La Francia sotto attacco jihadista e i dubbi nel Sahel

Il sergente Yvonne Huynh è la prima donna dell’esercito francese uccisa nel Sahel dall’intervento di Serval nel 2013. Salgono così a 55 i militari francesi morti dall’inizio dell’impegno militare di Parigi nella regione. L’incremento dei caduti francesi alimenta il dibattito sul ritiro o il ridimensionamento delle truppe schierate nell’Africa sub-sahariana contro le formazioni jihadiste.

Cinque militari francesi dell’Operazione Barkhane uccisi in meno di una settimana in Malì con due attacchi jihadisti compiuti con ordigni esplosivi improvvisati (IED), le bombe stradali il cui impiego è diffuso presso tutti i gruppi insurrezionali, da Hezbollah ai Talebani, dall’Isis alle milizie qaediste del Sahel.

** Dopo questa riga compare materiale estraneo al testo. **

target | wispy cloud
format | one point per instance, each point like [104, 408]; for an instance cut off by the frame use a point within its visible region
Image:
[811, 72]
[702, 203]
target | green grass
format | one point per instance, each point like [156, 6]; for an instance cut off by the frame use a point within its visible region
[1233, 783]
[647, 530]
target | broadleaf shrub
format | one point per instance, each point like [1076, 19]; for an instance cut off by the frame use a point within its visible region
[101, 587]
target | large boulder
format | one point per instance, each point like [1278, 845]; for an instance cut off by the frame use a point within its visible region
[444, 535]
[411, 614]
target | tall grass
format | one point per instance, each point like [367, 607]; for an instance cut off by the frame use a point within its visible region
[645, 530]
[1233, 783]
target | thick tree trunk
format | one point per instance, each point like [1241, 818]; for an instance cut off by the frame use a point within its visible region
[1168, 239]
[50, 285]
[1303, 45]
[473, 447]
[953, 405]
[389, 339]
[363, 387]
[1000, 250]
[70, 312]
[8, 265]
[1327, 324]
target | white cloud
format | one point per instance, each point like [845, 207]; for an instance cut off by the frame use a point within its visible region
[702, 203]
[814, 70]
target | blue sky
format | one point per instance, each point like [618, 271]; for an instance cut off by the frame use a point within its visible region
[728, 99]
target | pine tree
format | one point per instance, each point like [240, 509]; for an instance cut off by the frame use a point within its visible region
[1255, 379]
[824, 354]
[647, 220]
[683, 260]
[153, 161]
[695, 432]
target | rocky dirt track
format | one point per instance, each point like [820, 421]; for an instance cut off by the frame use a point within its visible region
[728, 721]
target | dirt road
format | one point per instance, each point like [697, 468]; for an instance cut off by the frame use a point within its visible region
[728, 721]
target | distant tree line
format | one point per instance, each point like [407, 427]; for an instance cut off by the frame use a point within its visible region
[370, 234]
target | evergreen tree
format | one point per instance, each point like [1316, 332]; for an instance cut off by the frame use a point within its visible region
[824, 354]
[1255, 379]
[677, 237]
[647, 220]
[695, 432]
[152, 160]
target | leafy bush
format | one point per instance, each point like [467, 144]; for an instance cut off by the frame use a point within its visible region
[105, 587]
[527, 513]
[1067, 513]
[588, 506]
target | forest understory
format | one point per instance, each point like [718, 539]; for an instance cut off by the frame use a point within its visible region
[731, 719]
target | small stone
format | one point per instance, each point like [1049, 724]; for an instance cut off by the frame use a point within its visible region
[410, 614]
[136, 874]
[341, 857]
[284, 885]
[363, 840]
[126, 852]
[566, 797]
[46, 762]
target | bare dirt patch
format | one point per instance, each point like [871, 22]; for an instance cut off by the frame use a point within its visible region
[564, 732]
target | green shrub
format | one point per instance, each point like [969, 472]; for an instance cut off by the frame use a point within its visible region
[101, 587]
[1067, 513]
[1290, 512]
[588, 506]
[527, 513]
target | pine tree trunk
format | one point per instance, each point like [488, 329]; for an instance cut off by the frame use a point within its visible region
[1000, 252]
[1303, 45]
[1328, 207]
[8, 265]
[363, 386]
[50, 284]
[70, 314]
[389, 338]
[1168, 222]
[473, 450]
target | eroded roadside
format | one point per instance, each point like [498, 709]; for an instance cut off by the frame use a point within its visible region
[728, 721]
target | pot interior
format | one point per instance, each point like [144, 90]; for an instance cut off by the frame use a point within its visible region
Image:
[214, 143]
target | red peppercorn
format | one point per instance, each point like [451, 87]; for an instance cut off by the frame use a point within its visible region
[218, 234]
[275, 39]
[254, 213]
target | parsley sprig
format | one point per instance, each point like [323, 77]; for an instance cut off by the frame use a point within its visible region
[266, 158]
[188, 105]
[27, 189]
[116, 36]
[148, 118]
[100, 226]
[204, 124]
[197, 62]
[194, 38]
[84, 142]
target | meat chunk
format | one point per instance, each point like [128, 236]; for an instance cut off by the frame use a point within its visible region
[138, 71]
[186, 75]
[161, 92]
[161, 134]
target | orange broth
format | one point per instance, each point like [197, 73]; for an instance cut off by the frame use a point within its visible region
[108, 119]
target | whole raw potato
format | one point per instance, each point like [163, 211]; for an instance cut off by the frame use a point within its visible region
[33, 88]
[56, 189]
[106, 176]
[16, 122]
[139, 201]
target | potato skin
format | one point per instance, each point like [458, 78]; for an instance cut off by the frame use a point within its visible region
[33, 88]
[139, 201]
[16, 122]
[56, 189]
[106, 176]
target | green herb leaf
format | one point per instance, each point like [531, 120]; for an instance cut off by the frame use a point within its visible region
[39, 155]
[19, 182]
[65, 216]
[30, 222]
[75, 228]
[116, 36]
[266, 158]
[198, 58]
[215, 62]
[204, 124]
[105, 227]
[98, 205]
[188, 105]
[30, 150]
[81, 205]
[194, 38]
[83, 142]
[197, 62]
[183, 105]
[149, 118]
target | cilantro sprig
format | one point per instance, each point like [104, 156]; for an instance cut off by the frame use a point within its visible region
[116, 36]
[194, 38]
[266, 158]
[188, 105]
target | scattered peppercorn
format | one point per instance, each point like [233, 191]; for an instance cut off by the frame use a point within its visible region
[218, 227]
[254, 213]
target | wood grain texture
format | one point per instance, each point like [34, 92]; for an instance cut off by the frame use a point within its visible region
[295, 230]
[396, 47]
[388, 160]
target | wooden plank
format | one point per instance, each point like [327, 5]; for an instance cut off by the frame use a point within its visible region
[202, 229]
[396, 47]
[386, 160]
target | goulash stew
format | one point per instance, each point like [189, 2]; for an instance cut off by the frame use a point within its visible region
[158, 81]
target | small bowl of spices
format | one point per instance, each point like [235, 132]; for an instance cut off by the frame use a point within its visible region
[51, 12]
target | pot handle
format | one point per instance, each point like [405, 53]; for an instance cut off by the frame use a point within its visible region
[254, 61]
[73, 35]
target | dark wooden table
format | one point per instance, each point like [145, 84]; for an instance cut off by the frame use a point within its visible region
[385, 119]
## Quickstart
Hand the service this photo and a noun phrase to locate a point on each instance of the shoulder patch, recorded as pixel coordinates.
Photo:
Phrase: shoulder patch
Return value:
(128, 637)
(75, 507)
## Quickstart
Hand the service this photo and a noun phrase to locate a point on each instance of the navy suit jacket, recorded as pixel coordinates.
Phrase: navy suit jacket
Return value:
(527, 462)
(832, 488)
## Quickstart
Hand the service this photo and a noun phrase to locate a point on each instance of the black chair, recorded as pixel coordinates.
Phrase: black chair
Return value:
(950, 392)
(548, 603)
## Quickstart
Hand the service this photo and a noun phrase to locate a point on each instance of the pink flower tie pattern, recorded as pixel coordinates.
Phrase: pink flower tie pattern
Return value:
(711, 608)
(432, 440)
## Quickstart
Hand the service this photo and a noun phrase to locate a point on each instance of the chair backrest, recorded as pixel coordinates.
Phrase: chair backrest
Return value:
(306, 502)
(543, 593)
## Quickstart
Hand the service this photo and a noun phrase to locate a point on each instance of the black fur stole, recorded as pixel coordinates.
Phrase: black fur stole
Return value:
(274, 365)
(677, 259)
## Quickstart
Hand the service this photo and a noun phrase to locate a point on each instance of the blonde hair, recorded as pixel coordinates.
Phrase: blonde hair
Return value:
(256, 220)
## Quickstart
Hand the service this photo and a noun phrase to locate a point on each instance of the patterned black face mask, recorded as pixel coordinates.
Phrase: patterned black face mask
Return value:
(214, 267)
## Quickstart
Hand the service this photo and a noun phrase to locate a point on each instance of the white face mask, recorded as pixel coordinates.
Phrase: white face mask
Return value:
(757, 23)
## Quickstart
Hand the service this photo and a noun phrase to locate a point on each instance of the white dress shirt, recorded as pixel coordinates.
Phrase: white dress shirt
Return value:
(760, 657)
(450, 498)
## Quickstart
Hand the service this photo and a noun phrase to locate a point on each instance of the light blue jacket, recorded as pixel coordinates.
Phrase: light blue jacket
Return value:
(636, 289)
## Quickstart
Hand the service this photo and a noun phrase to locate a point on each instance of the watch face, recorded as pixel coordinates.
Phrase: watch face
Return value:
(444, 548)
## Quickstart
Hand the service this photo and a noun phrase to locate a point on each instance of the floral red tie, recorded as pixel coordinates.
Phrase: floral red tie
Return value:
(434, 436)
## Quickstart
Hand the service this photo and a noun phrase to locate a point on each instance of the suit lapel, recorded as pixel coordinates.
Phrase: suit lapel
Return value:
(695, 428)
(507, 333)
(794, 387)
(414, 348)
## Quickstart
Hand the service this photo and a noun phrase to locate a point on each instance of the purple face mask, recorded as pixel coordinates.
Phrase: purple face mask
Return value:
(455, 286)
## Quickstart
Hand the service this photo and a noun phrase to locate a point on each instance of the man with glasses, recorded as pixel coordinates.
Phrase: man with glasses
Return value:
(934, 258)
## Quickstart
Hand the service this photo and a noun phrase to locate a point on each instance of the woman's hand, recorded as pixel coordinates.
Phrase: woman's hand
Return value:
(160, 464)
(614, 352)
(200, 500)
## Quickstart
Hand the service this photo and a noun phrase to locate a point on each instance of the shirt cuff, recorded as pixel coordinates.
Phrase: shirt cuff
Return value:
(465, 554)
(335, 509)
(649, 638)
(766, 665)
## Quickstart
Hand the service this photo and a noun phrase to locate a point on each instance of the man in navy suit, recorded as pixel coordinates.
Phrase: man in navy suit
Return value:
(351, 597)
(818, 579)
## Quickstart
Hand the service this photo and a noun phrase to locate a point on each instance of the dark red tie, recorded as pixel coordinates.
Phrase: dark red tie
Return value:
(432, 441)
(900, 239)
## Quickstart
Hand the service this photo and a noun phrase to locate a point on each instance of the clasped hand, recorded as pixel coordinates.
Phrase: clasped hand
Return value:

Un’arma resa ancora più micidiale dal ritardo con cui l’esercito francese si sta dotando di veicoli protetti Arquus Griffon in grado di resistere a mine e IED con blindature aggiuntive e scafo a “V”. Protezioni di cui sono privi i veicoli blindati VAB e VBL presenti in gran numero tra i 5100 militari schierati nel Sahel con 500 veicoli blindati, oltre 400 veicoli logistici con una ventina di aerei e una quarantina di elicotteri nell’ambito di un’operazione che prese il via nel 2013 in Malì (Op. Serval) e che dall’anno successivo si estese anche a Niger, Mauritania, Ciad e Burkina Faso (Op. Barkhane).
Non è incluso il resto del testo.